Overall, Christchurch residents found traffic signals and roundabouts on major arterial roads to be the most dangerous intersections to use. Findings from the survey showed that , if these intersections were improved in some way, people were prepared to sacrifice travel time to get through them safely.
The 20 most listed intersections attracted safety concerns over delays in traffic, being able to turn through traffic signals, and concerns at the speed and volume of traffic moving through roundabouts. Inadequate visibility at some roundabouts was also a problem.
Mr Cottam said the Council wanted to thank those who responded because their feedback was extremely valuable to Council long-term plans for works on intersections.
Some intersections mentioned are already destined for upgrading in the next five years, others are noted by police for targeted enforcement.
Intersections of most concern include the Deans Avenue-Riccarton Road, and Blenheim Road-Main South Road roundabouts.
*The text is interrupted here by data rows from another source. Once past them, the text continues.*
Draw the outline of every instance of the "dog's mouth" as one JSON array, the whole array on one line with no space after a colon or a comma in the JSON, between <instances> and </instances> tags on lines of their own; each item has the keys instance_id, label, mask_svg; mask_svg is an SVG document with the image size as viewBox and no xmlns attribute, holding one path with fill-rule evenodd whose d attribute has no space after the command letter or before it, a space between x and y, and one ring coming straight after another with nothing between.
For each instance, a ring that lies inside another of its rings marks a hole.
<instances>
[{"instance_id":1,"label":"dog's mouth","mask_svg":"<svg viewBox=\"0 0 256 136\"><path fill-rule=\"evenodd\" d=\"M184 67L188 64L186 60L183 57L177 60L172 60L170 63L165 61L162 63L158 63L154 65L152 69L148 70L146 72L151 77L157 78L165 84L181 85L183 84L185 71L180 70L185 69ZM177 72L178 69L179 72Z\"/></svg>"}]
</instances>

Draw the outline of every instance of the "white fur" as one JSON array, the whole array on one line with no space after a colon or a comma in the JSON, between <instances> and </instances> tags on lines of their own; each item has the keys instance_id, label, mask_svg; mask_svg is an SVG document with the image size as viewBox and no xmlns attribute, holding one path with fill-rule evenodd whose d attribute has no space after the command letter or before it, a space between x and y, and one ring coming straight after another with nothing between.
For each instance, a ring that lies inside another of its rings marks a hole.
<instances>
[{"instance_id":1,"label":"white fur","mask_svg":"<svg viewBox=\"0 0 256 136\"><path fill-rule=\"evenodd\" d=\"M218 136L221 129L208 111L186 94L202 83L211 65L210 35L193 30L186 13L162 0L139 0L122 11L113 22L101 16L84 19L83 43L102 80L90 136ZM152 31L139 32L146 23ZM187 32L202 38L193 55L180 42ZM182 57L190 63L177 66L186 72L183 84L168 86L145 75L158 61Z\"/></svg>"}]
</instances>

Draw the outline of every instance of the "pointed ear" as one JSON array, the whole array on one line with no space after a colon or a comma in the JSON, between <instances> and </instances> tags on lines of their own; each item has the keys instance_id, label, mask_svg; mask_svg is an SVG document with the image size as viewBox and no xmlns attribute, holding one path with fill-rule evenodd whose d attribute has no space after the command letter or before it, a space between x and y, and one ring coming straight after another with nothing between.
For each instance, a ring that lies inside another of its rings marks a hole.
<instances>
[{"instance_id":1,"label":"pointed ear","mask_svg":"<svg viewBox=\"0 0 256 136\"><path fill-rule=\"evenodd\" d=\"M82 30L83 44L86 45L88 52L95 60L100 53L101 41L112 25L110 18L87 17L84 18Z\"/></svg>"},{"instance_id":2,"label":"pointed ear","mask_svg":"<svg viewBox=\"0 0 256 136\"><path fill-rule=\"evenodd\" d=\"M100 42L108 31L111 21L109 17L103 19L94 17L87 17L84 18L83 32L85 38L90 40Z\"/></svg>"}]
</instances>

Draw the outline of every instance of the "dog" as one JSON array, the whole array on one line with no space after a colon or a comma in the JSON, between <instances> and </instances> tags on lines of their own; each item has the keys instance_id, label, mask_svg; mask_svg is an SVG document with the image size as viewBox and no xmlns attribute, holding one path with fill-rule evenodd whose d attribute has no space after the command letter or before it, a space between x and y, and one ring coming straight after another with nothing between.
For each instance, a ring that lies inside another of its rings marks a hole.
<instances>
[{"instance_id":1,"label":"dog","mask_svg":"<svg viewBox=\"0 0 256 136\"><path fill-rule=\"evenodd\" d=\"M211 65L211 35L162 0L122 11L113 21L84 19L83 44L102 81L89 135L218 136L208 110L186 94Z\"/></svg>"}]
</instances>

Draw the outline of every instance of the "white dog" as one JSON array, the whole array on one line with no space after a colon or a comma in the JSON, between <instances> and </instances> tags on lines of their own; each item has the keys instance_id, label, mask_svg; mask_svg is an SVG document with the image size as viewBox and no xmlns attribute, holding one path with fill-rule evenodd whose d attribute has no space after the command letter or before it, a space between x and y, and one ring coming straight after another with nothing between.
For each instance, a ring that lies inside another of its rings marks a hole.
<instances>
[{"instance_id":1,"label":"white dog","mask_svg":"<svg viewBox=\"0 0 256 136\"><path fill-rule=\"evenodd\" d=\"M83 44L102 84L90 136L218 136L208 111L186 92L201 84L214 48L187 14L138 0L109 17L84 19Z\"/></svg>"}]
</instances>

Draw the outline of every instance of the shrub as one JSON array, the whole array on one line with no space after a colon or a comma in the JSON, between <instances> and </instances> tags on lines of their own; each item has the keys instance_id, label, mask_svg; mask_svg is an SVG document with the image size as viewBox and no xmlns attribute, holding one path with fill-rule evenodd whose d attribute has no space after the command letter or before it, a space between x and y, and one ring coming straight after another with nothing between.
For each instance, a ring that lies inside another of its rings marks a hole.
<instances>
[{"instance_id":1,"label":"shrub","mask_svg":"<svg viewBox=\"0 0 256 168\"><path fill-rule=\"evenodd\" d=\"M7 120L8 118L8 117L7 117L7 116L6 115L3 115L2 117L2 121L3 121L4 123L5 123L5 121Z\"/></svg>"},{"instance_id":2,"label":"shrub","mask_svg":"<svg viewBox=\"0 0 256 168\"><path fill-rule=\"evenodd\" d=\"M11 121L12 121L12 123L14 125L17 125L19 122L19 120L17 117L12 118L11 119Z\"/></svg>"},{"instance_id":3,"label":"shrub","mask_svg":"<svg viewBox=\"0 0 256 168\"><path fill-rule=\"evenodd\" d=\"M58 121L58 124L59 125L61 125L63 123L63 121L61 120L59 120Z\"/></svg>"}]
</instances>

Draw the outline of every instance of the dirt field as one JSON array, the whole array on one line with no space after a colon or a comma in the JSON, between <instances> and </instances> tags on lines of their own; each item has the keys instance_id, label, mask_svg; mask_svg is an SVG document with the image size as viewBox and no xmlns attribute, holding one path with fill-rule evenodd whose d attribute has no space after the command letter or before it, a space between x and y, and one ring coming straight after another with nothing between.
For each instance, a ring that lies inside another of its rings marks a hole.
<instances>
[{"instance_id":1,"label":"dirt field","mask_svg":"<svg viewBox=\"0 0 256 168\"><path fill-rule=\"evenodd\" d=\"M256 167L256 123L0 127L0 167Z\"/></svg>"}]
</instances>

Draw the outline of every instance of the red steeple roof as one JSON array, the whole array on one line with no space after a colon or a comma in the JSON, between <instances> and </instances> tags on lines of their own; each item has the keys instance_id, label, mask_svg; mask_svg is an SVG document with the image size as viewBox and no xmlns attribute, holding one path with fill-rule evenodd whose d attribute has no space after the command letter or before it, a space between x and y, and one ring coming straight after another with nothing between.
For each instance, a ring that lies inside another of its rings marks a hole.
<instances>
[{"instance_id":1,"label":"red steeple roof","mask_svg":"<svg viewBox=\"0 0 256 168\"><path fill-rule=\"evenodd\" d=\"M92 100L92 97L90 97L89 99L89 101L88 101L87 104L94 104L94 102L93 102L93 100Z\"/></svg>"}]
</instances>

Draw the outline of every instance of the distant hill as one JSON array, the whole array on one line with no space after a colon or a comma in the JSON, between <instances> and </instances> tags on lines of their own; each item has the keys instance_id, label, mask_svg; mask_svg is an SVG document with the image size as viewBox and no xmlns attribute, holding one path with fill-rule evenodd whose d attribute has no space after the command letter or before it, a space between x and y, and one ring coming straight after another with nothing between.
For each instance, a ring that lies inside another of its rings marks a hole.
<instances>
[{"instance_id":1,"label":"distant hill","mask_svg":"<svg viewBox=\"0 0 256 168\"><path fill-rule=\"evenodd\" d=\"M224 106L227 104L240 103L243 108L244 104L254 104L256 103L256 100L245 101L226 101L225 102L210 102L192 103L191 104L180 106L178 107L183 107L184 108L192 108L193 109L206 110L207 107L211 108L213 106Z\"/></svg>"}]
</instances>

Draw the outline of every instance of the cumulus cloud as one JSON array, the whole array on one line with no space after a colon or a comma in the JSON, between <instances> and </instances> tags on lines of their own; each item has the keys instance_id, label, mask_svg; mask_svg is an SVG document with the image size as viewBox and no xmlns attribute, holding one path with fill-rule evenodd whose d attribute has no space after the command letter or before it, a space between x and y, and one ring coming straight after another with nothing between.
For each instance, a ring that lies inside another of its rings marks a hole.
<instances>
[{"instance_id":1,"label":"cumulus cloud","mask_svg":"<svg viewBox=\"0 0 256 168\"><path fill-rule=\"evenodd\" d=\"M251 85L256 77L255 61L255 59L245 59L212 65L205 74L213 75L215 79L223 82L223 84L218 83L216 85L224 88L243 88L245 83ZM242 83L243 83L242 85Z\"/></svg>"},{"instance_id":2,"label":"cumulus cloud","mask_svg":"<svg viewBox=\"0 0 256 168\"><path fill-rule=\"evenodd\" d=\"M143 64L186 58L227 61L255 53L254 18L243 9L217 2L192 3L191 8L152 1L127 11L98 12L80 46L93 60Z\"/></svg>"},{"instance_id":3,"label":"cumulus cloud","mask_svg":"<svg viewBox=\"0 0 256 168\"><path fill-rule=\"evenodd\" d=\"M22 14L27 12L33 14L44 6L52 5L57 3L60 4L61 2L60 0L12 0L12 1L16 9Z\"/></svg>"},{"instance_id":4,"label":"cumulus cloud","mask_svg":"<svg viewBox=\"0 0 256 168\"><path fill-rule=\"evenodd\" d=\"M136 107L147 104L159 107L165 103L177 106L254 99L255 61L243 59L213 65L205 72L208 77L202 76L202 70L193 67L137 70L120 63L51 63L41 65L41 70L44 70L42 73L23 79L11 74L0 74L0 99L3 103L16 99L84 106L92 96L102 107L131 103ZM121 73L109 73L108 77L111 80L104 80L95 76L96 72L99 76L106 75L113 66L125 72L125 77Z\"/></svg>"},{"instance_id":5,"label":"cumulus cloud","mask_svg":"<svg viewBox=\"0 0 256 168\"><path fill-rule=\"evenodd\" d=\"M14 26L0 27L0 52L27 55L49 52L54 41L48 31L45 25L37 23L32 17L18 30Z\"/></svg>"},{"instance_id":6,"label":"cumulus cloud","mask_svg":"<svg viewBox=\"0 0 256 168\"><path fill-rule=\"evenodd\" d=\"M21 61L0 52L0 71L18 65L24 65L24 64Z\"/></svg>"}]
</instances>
Respondents said that at Riccarton Road, heavy traffic went through at speed without giving way, while the Blenheim Road-Main South Road roundabout had too much fast-travelling traffic coming off too many feeder roads.
The next on the list was the traffic-light controlled intersection of Ilam Road-Middleton Road-Riccarton Road where the strange angle at which the roads meet confuses cars turning right out of Middleton Road onto Riccarton Road or those turning right out of Ilam Road onto Riccarton Road.
The Marshland Road-Queen Elizabeth II Drive roundabout had foliage in the centre that blocked drivers’ view of on-coming traffic, and the Masham Road-Russley Road-Yaldhurst Road intersection had two-laned roads feeding into the intersection from one side, then bottle-necking into one-lane traffic on the other side.
Mr Cottam said that some issues such as overgrown foliage could be addressed quickly, but others would take more time and planning.